Başbakan Ahmet Davutoğlu, AB üyesi ülkelerin hükümet başkanları, AB Konseyi ve Komisyonu başkanları, ABD Başkanı Barack Obama, BM Genel Sekreteri Ban Ki-mun, Avrupa Konseyi Genel Sekreteri Thorbjorn Jagland, İslam İşbirliği Teşkilatı Genel Sekreterleri İyad bin Emin Madani ve BM Genel Kurul Başkanı Mogens Lykketoft'a mektup gönderdi.

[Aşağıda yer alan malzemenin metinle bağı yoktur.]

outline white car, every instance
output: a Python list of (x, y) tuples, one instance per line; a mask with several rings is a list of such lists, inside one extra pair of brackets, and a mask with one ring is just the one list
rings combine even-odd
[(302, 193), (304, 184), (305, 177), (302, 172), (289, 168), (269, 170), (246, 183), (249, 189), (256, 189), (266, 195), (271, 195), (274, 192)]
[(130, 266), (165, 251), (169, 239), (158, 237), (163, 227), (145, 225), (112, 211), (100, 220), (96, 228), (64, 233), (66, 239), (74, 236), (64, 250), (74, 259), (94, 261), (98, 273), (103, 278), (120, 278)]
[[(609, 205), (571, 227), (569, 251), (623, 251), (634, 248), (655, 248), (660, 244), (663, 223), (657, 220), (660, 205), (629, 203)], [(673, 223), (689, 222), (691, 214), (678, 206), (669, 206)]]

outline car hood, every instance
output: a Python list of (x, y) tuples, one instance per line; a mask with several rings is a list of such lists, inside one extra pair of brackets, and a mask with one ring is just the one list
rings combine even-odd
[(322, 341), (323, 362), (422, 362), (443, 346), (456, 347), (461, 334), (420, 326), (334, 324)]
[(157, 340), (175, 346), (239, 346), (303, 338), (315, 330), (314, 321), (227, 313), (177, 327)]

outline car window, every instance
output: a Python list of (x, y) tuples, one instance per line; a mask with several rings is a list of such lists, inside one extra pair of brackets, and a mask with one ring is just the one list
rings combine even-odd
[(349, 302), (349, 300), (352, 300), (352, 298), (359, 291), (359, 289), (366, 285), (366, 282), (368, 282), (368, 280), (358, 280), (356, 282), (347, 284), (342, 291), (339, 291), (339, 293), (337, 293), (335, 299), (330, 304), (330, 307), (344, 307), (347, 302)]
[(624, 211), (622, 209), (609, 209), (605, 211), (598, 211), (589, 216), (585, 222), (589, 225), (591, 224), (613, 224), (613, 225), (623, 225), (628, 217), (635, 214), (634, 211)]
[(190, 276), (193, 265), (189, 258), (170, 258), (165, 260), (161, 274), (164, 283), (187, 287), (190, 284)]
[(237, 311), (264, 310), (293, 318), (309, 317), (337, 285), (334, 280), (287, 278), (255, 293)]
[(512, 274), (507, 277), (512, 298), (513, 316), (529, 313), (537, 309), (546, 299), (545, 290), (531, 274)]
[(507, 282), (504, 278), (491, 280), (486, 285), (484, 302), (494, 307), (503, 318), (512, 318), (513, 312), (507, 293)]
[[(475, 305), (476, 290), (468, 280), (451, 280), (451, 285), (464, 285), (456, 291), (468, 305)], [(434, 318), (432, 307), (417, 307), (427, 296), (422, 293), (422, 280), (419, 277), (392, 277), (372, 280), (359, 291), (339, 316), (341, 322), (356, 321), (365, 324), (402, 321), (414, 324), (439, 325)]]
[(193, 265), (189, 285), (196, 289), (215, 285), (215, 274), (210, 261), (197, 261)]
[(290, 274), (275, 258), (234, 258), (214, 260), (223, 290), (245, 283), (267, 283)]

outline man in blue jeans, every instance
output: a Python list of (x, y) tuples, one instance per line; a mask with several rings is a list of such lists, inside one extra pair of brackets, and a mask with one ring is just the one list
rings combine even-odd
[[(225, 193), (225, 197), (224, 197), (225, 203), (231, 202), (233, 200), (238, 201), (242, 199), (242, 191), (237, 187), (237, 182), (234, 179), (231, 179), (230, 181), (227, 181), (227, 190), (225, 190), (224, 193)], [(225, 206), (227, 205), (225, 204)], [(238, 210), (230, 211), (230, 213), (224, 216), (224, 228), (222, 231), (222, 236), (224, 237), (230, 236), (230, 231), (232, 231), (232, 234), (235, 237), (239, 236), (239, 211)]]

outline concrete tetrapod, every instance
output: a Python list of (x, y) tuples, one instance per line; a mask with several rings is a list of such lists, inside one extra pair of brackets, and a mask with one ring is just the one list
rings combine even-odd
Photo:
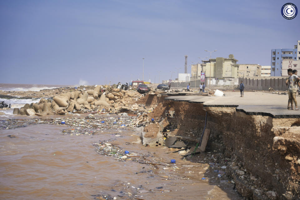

Yıldız Aktaş'ın haberine göre; başbakanlık kaynaklarından edinilen bilgi baz alındığında, Başbakan Davutoğlu, göç veya sığınmacı krizi bağlamında farkındalığı arttırmak, bu krize ilişkin Türkiye'nin yaklaşımı ve çözüm önerilerini paylaşmak üzere, AB üyesi ülkelerin hükümet başkanlarına, AB Konseyi ve AB Komisyonu başkanlarına, ABD Başkanı'na, Birleşmiş Milletler, Avrupa Konseyi ve İslam İşbirliği Teşkilatının Genel Sekreterlerine ve BM Genel Kurul Başkanı'na mektuplar gönderdi.
Mektuplarda, İkinci Dünya Savaşı'ndan bu yana en büyük göç ve sığınmacı kriziyle karşı karşıya olunduğuna ve insani krizin büyüklüğünün küresel yaklaşımları gerekli kıldığına işaret edildi.
Birleşmiş Milletler Mülteciler Yüksek Komiserliğine göre dünyada en fazla Suriyeliye ev sahipliği yapan ülke konumunda bulunan Türkiye'nin, Suriyelilere yönelik, din ve etnik köken ayrımı gözetmeksizin 'açık kapı politikası' izlemeye devam ettiğinin altı çizilen mektuplarda, bugüne kadar Suriyeler için yapılan harcamaların (8 milyar dolara yakın) yanında uluslararası toplumun katkısının çok cüzi miktarda (417 milyon dolar) kaldığına dikkat çekildi.
Durumun artık sürdürülebilir olmadığı belirtilen mektuplarda, ülkelerine dönme ümidini giderek yitirmeye başlayan ve mevcut göç veya sığınmacı krizinin temelini oluşturan Suriyeliler için Türkiye'nin elinden gelen tüm çabayı gösterdiği ifade edildi.
Türkiye'nin 2015 yılı başından bu yana 56 bine yakın düzensiz göçmeni denizden kurtardığı, göç veya sığınmacı krizine karşı üzerine düşen sorumluğu fazlasıyla yerine getirdiği belirtilen mektuplarda ancak mevcut krizin tek bir ülkenin sadece kendi imkanlarıyla çözebileceği boyutların çok ötesine geçtiğine dikkat çekildi.
Mektuplarda uluslararası toplumun insani krize karşı harekete geçmesinin gereklik arz ettiği vurgulandı ve göçte hedef ülkeler daha fazla sayıda sığınmacı kabul etmeye davet edildi.